La apuesta de Silva es desmontar el elemento de «lo real» documental, revelar la ficción de «filmar lo que sucede» y, entonces, dejar en la edición final las repeticiones, el «¿puedes decir eso otra vez?», «¿puedes moverte más hacia la derecha?».
Esto, paradójicamente, busca formar parte de las evidencias de «lo real», de que la parte «ficción» palidece frente a la «etno».
Navajazo, al mostrar que los mecanismos de «prueba y error» (como diría Benjamin, filmar al sujeto-actor enfrente de la cámara en múltiples ocasiones y, de ellas, escoger la mejor) del documental son muy parecidos a los de la película de ficción, propone un pasaje a lo real.

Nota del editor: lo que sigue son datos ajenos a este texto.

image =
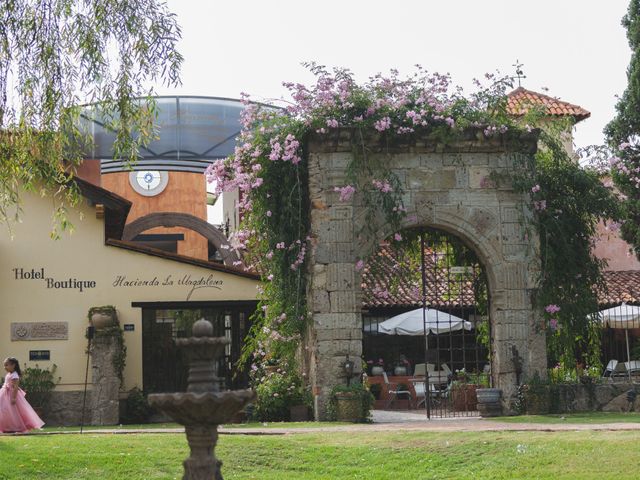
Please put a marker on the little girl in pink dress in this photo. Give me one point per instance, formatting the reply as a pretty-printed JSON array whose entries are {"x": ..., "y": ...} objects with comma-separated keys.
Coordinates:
[{"x": 16, "y": 415}]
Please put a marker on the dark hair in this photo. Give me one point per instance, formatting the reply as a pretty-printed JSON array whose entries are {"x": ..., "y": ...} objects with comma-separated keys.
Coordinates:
[{"x": 14, "y": 361}]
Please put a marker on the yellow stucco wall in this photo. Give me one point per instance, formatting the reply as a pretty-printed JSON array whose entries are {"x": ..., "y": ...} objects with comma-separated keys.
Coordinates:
[{"x": 83, "y": 256}]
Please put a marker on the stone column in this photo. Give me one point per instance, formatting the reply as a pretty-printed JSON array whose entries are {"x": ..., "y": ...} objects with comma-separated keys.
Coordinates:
[{"x": 334, "y": 297}]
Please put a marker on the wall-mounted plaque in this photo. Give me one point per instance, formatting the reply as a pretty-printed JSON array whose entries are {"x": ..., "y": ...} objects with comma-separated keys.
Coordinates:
[
  {"x": 39, "y": 331},
  {"x": 39, "y": 355}
]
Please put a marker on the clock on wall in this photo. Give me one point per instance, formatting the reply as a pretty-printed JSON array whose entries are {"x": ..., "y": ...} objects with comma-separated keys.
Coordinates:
[{"x": 149, "y": 182}]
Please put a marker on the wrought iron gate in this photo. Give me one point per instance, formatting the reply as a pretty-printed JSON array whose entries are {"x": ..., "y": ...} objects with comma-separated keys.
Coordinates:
[{"x": 443, "y": 357}]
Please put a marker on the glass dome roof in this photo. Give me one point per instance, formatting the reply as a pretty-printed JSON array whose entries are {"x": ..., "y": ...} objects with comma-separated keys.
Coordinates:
[{"x": 192, "y": 132}]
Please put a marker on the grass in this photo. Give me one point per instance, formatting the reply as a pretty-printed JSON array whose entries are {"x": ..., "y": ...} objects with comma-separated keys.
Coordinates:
[
  {"x": 335, "y": 455},
  {"x": 588, "y": 418}
]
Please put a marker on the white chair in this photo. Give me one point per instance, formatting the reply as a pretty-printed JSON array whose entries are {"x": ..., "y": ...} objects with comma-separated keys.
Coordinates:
[{"x": 393, "y": 391}]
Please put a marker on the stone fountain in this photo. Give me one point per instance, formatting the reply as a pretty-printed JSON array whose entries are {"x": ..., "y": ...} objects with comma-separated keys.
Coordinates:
[{"x": 203, "y": 406}]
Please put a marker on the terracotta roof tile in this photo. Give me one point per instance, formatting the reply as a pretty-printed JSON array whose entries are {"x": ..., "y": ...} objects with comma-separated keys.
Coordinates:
[{"x": 520, "y": 100}]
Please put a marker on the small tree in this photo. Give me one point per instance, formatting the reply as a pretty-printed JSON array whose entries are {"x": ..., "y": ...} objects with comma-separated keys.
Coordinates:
[
  {"x": 59, "y": 54},
  {"x": 623, "y": 134}
]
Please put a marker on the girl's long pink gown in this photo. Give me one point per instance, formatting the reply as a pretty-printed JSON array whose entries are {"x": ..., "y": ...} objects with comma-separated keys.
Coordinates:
[{"x": 18, "y": 417}]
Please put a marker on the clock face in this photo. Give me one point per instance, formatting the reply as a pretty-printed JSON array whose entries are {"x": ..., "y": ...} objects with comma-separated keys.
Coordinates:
[{"x": 148, "y": 182}]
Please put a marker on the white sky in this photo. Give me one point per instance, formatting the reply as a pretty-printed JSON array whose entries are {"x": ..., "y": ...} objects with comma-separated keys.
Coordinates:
[{"x": 575, "y": 48}]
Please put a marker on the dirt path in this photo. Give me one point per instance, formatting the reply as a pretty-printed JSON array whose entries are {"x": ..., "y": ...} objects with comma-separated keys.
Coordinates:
[{"x": 391, "y": 421}]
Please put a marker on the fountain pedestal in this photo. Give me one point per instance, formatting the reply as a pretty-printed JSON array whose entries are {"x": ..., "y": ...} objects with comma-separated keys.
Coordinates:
[{"x": 203, "y": 406}]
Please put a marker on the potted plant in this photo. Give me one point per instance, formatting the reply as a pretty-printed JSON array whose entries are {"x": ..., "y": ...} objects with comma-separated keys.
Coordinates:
[
  {"x": 402, "y": 366},
  {"x": 38, "y": 383},
  {"x": 463, "y": 393},
  {"x": 281, "y": 397}
]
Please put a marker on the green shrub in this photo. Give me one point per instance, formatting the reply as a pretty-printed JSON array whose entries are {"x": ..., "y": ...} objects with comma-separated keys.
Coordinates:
[
  {"x": 356, "y": 389},
  {"x": 137, "y": 407},
  {"x": 276, "y": 393}
]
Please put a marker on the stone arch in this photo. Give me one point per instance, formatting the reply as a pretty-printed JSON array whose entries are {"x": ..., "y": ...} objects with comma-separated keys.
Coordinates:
[
  {"x": 445, "y": 187},
  {"x": 177, "y": 219}
]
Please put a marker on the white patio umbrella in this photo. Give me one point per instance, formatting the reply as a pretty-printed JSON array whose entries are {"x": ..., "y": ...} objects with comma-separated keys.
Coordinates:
[
  {"x": 623, "y": 316},
  {"x": 411, "y": 323}
]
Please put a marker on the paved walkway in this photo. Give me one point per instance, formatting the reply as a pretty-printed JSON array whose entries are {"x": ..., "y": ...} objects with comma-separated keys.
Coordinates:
[{"x": 390, "y": 421}]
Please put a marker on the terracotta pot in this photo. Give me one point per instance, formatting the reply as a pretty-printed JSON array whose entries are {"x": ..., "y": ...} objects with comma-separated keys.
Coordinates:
[
  {"x": 464, "y": 397},
  {"x": 347, "y": 407},
  {"x": 488, "y": 395}
]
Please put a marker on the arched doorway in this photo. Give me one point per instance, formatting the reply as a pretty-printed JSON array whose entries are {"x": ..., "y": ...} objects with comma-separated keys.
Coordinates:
[{"x": 213, "y": 235}]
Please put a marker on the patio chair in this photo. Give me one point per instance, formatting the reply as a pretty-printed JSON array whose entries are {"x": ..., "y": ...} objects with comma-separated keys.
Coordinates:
[
  {"x": 610, "y": 368},
  {"x": 393, "y": 391}
]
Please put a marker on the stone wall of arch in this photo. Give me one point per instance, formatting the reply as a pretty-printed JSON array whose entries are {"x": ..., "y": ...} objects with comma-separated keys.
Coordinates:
[{"x": 462, "y": 188}]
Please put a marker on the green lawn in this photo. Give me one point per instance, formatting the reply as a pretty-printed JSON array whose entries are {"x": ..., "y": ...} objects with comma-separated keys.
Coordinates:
[
  {"x": 590, "y": 417},
  {"x": 331, "y": 455}
]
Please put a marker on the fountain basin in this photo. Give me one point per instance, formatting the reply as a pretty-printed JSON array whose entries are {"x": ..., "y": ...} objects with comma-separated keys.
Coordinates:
[{"x": 202, "y": 408}]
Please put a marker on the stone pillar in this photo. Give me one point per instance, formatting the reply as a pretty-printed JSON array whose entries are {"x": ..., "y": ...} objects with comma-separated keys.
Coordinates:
[
  {"x": 105, "y": 347},
  {"x": 463, "y": 188}
]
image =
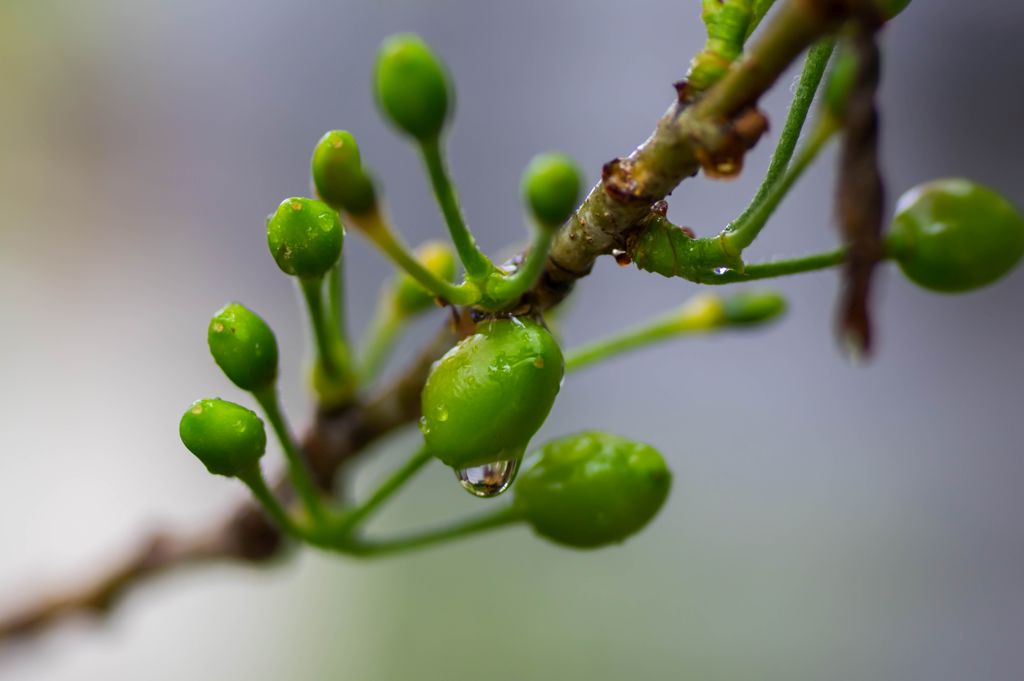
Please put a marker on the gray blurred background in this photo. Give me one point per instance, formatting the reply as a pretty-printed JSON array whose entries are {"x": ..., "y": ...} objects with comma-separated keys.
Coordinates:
[{"x": 828, "y": 521}]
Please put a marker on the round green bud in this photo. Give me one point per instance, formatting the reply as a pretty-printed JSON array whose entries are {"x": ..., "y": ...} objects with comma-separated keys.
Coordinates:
[
  {"x": 753, "y": 307},
  {"x": 304, "y": 237},
  {"x": 593, "y": 488},
  {"x": 243, "y": 346},
  {"x": 954, "y": 235},
  {"x": 410, "y": 296},
  {"x": 551, "y": 186},
  {"x": 412, "y": 86},
  {"x": 488, "y": 394},
  {"x": 338, "y": 174},
  {"x": 226, "y": 437}
]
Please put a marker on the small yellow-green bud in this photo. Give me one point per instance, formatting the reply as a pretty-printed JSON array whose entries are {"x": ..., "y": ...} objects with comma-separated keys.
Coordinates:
[
  {"x": 304, "y": 237},
  {"x": 227, "y": 438},
  {"x": 243, "y": 346},
  {"x": 551, "y": 186},
  {"x": 338, "y": 174},
  {"x": 412, "y": 86},
  {"x": 753, "y": 307}
]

La etnoficción revela más que la ficción, porque no intenta «engañar» con lo inexistente y revela más que el documental porque no «engaña» con una supuesta neutralidad de la cámara: la realidad que revela es la de la interacción entre el que filma y el que es filmado.
La solicitud del etnoficcionista es clara: represéntate a ti mismo. Haz de ti mismo una manifestación simbólica.
Lo resultante es imposible que sea otra cosa que ficción.
El cineasta como etnógrafo enfrenta, a pesar de su pretendida transparencia, supuestos que vuelven a crear un fondo (o un abismo) en su trabajo.
- El otro como un exterior simple: está afuera (política, económica y moralmente) de los límites del cineasta.
- La tarea del cineasta es ir a descubrir y describir esa otredad (es decir, hacer una etnografía).
Del primero, se deriva una dificultad en espejo: si el otro es simple y exterior, resulta que el mismo (el cineasta) también es simple e interior. Según este supuesto, la visión del otro no es una visión del mismo.
Aunque, si se sigue que la realidad de la etnoficción es aquella de las relaciones entre el que filma y el que es filmado, entonces cualquier visión —y de cualquier lado— de la relación es una visión (y una pregunta) de su extremo correspondiente.
Del segundo, la otredad no se descubre: se escribe y se inventa. Navajazo, en la superficie, propone que el filmado se actúa a sí mismo, pero que, dentro de él, existe una realidad completa que tiene sus válvulas de escape en la actuación (y, por lo tanto, ésta es una especie de pista para encontrar el camino a esa «realidad» completa del otro). Navajazo, en lo profundo, establece que lo que se ve en pantalla no tiene un referente. Se miran fragmentos de vidas, pero al estar atravesados por la cámara, la edición y la intención de grabar esto o aquello, éstos no pueden ser considerados ya los «indicios» de un camino a una persona real.
Tal vez por eso Navajazo recurre a tantas interrupciones (comentarios sobre la escena de los realizadores, cortes, reelaboraciones): sospecha que la realidad de Tijuana, su otredad, está allá y ahí se quedará. Como si fuera imposible comunicar Tijuana.
O tal vez no. Tal vez Navajazo ni siquiera intenta hablar de Tijuana, sino de su relación con ella, de la relación de una filmación con un lugar que se llama Tijuana.
Eso sí que se puede comunicar y eso sí que está acá y acá se quedará.
Nota: las ideas de este escrito, sobre todo la del artista como etnógrafo, están tomadas de este ensayo de Hal Foster.